Got a few issues I'm wondering about here.
There is a presidential election scheduled for 25 May, but what is going to happen with Parliamentary elections?
My understanding is that, at least in the last elections, Ukraine uses a mixed voting system, with half the representatives being elected on a majority constituency basis and half appointed from party lists on a proportional basis.
It looks like ~12 seats (going from bad maps, looks like somewhere between 10 and 13) have just attempted to secede.
Ukraine can't recognise this. There is no legal basis to suggest that the secession is legitimate. At the same time, any constitutional or other major action by this provisional government is going to be questionable and weaken their (correct) arguments about what's going on in Crimea being illegal.
That means, in my eyes, that they have to, somehow, hold elections that include Crimea. That looks flatly impossible. But I'm not clear what the clean solution to this is. They can't exclude Crimea while holding legitimate elections.
As far the secession, if I were a Crimean secessionist who wanted to join Russia, this would be the worst possible method. It's ensured that the region is stuck in a 'disputed' status into the foreseeable future.
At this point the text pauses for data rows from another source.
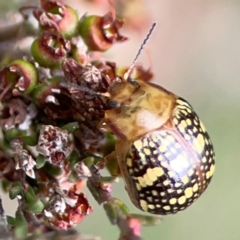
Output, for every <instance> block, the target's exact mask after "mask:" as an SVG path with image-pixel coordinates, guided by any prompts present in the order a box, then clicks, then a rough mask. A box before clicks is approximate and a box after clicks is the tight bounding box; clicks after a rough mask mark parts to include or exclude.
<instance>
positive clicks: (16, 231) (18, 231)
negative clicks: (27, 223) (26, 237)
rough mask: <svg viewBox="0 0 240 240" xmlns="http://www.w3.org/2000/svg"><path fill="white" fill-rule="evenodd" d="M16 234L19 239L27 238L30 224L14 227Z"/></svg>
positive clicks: (14, 230)
mask: <svg viewBox="0 0 240 240" xmlns="http://www.w3.org/2000/svg"><path fill="white" fill-rule="evenodd" d="M14 233H15V236H16V237H17V238H18V239H24V238H26V236H27V234H28V225H27V224H22V225H20V226H18V227H16V228H15V229H14Z"/></svg>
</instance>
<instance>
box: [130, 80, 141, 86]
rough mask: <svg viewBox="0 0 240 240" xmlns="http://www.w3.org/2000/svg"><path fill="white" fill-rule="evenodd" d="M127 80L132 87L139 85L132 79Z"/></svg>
mask: <svg viewBox="0 0 240 240" xmlns="http://www.w3.org/2000/svg"><path fill="white" fill-rule="evenodd" d="M128 82H129V83H131V84H132V85H133V86H134V87H140V85H139V83H138V82H137V81H135V80H133V79H129V80H128Z"/></svg>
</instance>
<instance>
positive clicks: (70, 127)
mask: <svg viewBox="0 0 240 240" xmlns="http://www.w3.org/2000/svg"><path fill="white" fill-rule="evenodd" d="M78 128H79V123H78V122H72V123H68V124H66V125H64V126H62V127H61V129H63V130H67V131H68V133H73V132H74V131H75V130H76V129H78Z"/></svg>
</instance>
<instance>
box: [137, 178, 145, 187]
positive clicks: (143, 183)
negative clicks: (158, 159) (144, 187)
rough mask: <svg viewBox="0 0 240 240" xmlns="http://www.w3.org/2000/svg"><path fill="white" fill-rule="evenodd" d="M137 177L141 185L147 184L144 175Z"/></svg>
mask: <svg viewBox="0 0 240 240" xmlns="http://www.w3.org/2000/svg"><path fill="white" fill-rule="evenodd" d="M137 179H138V182H139V184H140V186H141V187H146V186H147V183H146V180H145V179H144V178H143V177H138V178H137Z"/></svg>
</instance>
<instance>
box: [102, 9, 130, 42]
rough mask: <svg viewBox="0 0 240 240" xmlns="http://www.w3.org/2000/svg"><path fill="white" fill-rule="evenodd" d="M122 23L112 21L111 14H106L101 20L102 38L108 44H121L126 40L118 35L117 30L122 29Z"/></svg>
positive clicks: (120, 22)
mask: <svg viewBox="0 0 240 240" xmlns="http://www.w3.org/2000/svg"><path fill="white" fill-rule="evenodd" d="M122 26H123V21H121V20H119V19H114V16H113V14H112V12H109V13H107V14H106V15H105V16H103V18H102V29H103V31H104V36H105V37H106V38H107V39H108V41H109V42H111V43H114V42H123V41H126V40H127V39H128V38H127V37H124V36H122V35H121V34H120V32H119V29H120V28H122Z"/></svg>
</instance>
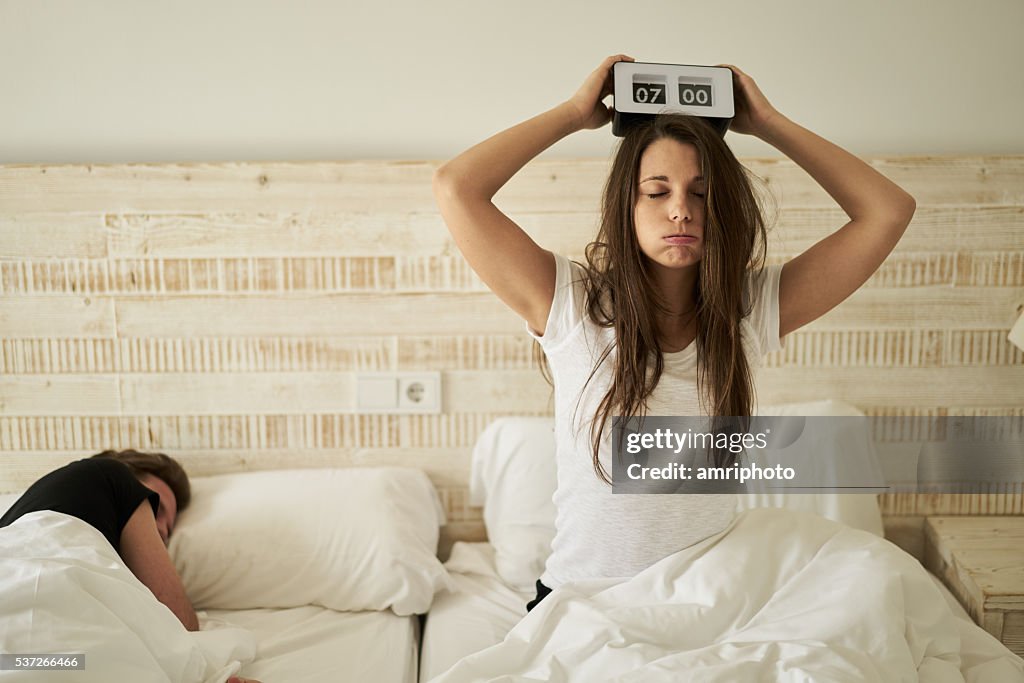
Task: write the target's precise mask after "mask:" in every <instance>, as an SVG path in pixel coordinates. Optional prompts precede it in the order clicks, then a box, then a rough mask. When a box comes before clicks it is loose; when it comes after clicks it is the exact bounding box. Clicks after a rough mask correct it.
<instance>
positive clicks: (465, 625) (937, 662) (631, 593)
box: [421, 401, 1024, 683]
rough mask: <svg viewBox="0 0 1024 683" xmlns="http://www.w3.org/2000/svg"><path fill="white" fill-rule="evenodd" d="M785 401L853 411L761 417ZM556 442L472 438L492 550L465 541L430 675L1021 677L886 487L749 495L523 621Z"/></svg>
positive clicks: (697, 677)
mask: <svg viewBox="0 0 1024 683" xmlns="http://www.w3.org/2000/svg"><path fill="white" fill-rule="evenodd" d="M786 410H788V411H790V412H788V414H807V415H843V414H851V413H853V412H855V411H856V409H853V408H852V407H850V405H848V404H845V403H842V402H841V401H822V402H817V403H805V404H800V405H798V407H787V408H786V407H776V409H775V410H772V409H766V411H765V414H779V415H784V414H786ZM794 411H795V412H794ZM553 447H554V444H553V436H552V424H551V421H550V419H546V418H542V419H530V418H515V419H506V420H499V421H497V422H496V423H494V424H492V425H490V426H488V428H487V429H486V430H484V432H483V434H482V435H481V437H480V440H479V441H478V442H477V445H476V447H475V449H474V453H473V470H472V478H471V480H470V484H471V490H472V492H473V495H474V501H475V502H476V503H478V504H480V505H481V506H482V507H483V514H484V522H485V523H486V525H487V532H488V537H489V542H488V543H458V544H456V545H455V547H454V548H453V553H452V556H451V557H450V559H449V561H447V563H446V567H447V569H449V571H450V573H451V575H452V579H453V581H454V583H455V585H456V590H455V591H453V592H445V593H441V594H439V595H438V596H437V598H436V599H435V601H434V603H433V606H432V607H431V610H430V612H429V614H428V617H427V621H426V625H425V629H424V639H423V647H422V653H421V681H437V683H452V682H456V681H458V682H465V681H486V680H496V679H498V678H501V680H564V681H571V680H581V681H583V680H597V679H600V680H616V681H618V680H622V681H650V680H694V681H736V680H773V681H774V680H779V681H783V680H784V681H790V680H793V681H803V680H815V681H821V680H828V681H860V680H922V681H961V680H963V681H977V682H979V683H980V682H982V681H1006V682H1008V683H1010V682H1012V681H1024V663H1022V661H1021V659H1020V657H1018V656H1016V655H1015V654H1014V653H1013V652H1011V651H1010V650H1009V649H1008V648H1007V647H1005V646H1004V645H1002V644H1001V643H999V642H998V641H997V640H996V639H995V638H993V637H992V636H990V635H989V634H988V633H986V632H985V631H984V630H982V629H981V628H980V627H978V626H976V625H975V624H974V623H973V622H972V621H971V620H970V617H969V616H968V614H967V613H966V612H965V610H964V609H963V607H961V606H959V604H958V603H957V602H956V600H955V599H954V598H953V596H952V595H951V594H950V593H949V591H948V590H946V589H945V588H944V587H943V586H942V584H941V582H940V581H938V579H937V578H935V577H934V575H932V574H929V573H928V572H927V571H925V569H924V568H923V567H922V566H921V564H920V563H919V562H918V561H916V560H915V559H913V558H912V557H911V556H910V555H908V554H907V553H905V552H904V551H902V550H900V549H899V548H897V547H896V546H895V545H893V544H892V543H889V542H887V541H885V540H884V539H883V538H882V519H881V514H880V511H879V508H878V503H877V499H876V497H874V496H863V495H861V496H849V495H846V496H836V495H815V496H807V495H804V496H799V497H794V498H793V499H792V501H791V500H779V499H774V500H759V499H757V498H756V497H755V498H754V499H753V500H742V501H741V503H740V504H739V508H740V509H739V511H738V512H739V514H738V515H737V518H736V520H735V521H734V522H733V524H732V525H731V526H730V528H729V529H727V531H726V532H723V533H721V535H717V536H716V537H713V538H711V539H709V540H707V541H703V542H701V543H698V544H696V545H695V546H693V547H690V548H688V549H685V550H683V551H681V552H679V553H677V554H675V555H672V556H670V557H667V558H666V559H664V560H662V561H660V562H658V563H656V564H655V565H654V566H652V567H650V568H649V569H647V570H645V571H643V572H641V573H640V574H638V575H637V577H636V578H634V579H631V580H629V581H626V582H622V581H618V582H616V581H610V580H609V581H589V582H574V583H572V584H570V585H567V586H565V587H562V588H561V589H559V590H557V591H555V592H554V593H552V594H551V595H550V596H548V597H547V598H546V599H545V600H544V601H543V602H542V603H541V604H540V605H539V606H538V607H537V608H535V609H534V610H532V611H531V612H530V613H529V614H528V615H527V613H526V610H525V604H526V602H527V601H528V600H530V599H532V598H534V595H535V591H534V588H532V581H534V580H535V579H536V578H537V577H538V575H540V570H541V568H542V567H543V563H544V558H545V557H546V555H545V552H544V550H543V549H544V548H545V545H546V543H550V538H551V536H552V535H553V510H552V509H551V507H550V501H548V500H546V498H547V497H549V496H550V492H551V490H553V486H554V471H553V465H551V463H553V453H552V452H553ZM546 463H547V464H548V465H546ZM545 492H547V493H545ZM740 585H741V586H742V588H741V590H736V587H737V586H740ZM595 677H596V678H595Z"/></svg>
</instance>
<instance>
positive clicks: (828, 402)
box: [736, 398, 884, 537]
I can't imagine more than a handful of nations recognising Crimea being part of Russia, and none with internal separatist movements. Hell, China have had to take a very serious stance of pretending the whole thing doesn't exist, given it strikes scarily close to home to some of their own separatist regions. The way the vote was conducted, under the apparent shadow of the Russian military in a rush, means it is unlikely to be considered legitimate, let alone legal.